There are several potential applications of the model. First, noninvasive estimates of pH can decrease the number of blood draws further, and recommend that users obtain blood draws when they are most necessary. Second, continuously available estimates may facilitate standardized assessment of ventilator support and adherence to ventilator protocols, particularly those promoting lung protective recommendations. This has been implemented in the management of PARDS at Children’s Hospital Los Angeles21,24. Clinicians can accept or reject the protocol’s recommendation or obtain a blood draw if not confident about the prediction. In addition, the majority of BG for ventilated children in respiratory failure with PARDS lie in a normal to high range where the model performs well. Finally, the model has potential applications for closed loop ventilation, and will likely improve existing algorithms which use the PetCO2 directly.

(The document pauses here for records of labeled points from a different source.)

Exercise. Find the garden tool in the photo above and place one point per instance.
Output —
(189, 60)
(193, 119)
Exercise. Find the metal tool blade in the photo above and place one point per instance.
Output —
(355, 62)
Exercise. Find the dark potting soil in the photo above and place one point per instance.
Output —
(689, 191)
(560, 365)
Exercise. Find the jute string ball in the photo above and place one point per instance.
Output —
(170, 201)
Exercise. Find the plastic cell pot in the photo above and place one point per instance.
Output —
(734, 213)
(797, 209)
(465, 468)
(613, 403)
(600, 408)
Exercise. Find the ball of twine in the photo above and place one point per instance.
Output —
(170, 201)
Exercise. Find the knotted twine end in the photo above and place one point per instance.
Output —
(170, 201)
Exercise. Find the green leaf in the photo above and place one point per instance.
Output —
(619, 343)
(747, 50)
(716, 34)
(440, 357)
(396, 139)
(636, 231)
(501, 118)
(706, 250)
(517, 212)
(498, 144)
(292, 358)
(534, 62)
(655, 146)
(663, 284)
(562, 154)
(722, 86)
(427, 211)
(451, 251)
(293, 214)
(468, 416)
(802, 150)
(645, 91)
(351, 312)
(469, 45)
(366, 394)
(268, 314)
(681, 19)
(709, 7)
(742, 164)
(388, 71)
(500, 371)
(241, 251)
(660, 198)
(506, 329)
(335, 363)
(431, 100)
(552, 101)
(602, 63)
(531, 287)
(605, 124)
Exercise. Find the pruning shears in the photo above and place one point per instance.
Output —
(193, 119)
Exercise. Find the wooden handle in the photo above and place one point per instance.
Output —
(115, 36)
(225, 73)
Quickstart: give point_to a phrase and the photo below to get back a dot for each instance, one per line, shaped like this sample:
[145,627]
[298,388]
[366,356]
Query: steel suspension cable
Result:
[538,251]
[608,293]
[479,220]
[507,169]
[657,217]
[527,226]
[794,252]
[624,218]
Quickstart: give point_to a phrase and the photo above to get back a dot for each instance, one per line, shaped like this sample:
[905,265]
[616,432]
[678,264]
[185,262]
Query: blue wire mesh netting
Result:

The model uses a recent BG under the assumption that the patient’s respiratory and metabolic conditions have not drastically changed. Many external and contextual, and patient conditions are not available or captured at the time of estimation, so the final decision at the bedside must be left to the expertise of clinicians. One potential direction for improvement is obtaining a large dataset of BG, physiological measurements, and ventilation parameters along with full volumetric capnography for all patients. Volumetric capnography may provide additional information about patients’ respiratory states and prognoses22, 23 not present in PetCO2. which could enable more accurate estimation of BG. Lastly, although the model was generalized to unseen patients from the same center, it is unknown whether the model will generalize to other centers. This also requires validation on additional data.

The main application of the model is likely to be when ventilated patients have been stabilized and are in a relatively steady clinical state. Hopefully, it will be a viable tool for avoiding blood draws and facilitating continuous BG monitoring leading to more lung protective practices as we currently understand ventilation and oxygenation management24. Ventilator decision support protocols based on measurements of arterial BG have proven useful in the management of adult respiratory failure20. Accurate noninvasive measurements of arterial or capillary PCO2 with subsequent prediction of pH could allow more frequent ventilator changes to optimize lung and diaphragm protective ventilation without BG analysis, which would be particularly useful in pediatric practice where fewer arterial lines are used25.

The current model and results have some limitations. Specifically, model estimation only works on patients who have at least one recent blood gas invasively sampled. Abstention when model uncertainty is high defaults to invasive sampling and limits cases when noninvasive estimation can be used. Currently, there is no pre-determinant of which patients are likely to generate high uncertainty samples. All of these questions may be better answered in a randomized control trial, which would also provide information on the usefulness and safety of such a model at the bedside.